Contribution of Case Based Reasoning (CBR) in the Exploitation of Return of Experience. Application to Accident Scenarii in Railroad Transport
Ahmed Maalel, Habib Hadj-Mabrouk

TL;DR
This paper presents a case-based reasoning (CBR) approach to analyze accident scenarios in rail transport, aiming to develop a knowledge-sharing tool that enhances safety and prevents accident recurrence using AI techniques.
Contribution
It introduces a novel CBR-based method for exploiting accident scenario data to support safety analysis and decision-making in rail transport systems.
Findings
Developed a feasibility model using CBR for accident analysis
Demonstrated the tool's potential to improve safety measures
Enhanced knowledge sharing among safety experts
Abstract
The study is from a base of accident scenarii in rail transport (feedback) in order to develop a tool to share build and sustain knowledge and safety and secondly to exploit the knowledge stored to prevent the reproduction of accidents / incidents. This tool should ultimately lead to the proposal of prevention and protection measures to minimize the risk level of a new transport system and thus to improve safety.

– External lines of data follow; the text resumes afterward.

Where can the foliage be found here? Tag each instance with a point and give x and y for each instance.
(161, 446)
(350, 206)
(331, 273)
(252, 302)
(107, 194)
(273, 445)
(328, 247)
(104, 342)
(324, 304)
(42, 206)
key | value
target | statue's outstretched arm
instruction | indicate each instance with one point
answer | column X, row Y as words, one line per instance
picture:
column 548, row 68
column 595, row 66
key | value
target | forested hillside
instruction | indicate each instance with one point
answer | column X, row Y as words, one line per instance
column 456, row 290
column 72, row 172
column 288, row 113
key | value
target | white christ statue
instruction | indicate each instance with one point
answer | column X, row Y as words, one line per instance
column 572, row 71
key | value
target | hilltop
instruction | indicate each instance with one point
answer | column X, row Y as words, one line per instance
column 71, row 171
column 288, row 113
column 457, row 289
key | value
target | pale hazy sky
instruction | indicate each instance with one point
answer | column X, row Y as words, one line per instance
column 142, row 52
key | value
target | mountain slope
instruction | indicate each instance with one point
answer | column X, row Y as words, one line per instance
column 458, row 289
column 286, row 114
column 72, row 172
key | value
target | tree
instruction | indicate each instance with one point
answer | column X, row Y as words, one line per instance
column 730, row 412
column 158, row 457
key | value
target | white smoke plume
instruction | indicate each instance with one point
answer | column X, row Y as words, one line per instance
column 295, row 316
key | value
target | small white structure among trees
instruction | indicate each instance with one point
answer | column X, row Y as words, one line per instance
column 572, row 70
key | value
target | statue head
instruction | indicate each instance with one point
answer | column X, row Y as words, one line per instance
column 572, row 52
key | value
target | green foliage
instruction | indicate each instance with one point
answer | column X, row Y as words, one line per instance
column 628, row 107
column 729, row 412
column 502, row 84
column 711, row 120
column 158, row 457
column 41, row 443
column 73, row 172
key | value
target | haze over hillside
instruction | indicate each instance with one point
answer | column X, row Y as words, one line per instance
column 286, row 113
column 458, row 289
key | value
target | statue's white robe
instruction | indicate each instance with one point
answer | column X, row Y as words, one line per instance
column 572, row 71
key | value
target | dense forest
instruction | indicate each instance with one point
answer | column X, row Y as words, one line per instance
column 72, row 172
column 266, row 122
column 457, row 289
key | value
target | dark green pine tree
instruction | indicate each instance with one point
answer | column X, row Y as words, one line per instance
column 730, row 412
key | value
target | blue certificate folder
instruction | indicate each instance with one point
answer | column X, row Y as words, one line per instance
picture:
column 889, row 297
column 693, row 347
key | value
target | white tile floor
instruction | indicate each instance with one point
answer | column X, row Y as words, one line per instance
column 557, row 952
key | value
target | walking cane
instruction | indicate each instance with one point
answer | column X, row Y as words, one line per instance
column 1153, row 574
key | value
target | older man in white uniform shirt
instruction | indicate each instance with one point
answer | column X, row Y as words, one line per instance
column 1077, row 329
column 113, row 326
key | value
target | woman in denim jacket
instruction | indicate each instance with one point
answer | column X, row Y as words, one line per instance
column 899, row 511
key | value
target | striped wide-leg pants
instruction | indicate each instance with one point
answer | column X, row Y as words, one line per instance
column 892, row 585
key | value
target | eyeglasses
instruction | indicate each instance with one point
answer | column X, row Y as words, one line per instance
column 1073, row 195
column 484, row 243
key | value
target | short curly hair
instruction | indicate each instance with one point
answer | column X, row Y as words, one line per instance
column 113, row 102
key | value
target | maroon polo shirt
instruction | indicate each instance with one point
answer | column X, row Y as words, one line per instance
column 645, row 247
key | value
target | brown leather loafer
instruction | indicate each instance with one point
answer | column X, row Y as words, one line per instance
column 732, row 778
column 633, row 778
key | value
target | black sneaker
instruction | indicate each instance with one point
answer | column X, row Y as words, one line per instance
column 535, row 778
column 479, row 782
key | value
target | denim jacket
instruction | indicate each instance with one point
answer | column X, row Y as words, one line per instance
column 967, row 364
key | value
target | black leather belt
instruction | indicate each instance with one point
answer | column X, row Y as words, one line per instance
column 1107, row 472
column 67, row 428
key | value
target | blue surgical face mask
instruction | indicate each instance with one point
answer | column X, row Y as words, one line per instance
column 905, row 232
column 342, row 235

The approach to achieving this goal largely depends on the use of artificial intelligence techniques and rarely the use of a method of automatic learning in order to develop a feasibility model of a software tool based on case based reasoning (CBR) to exploit stored knowledge in order to create know-how that can help stimulate domain experts in the task of analysis, evaluation and certification of a new system.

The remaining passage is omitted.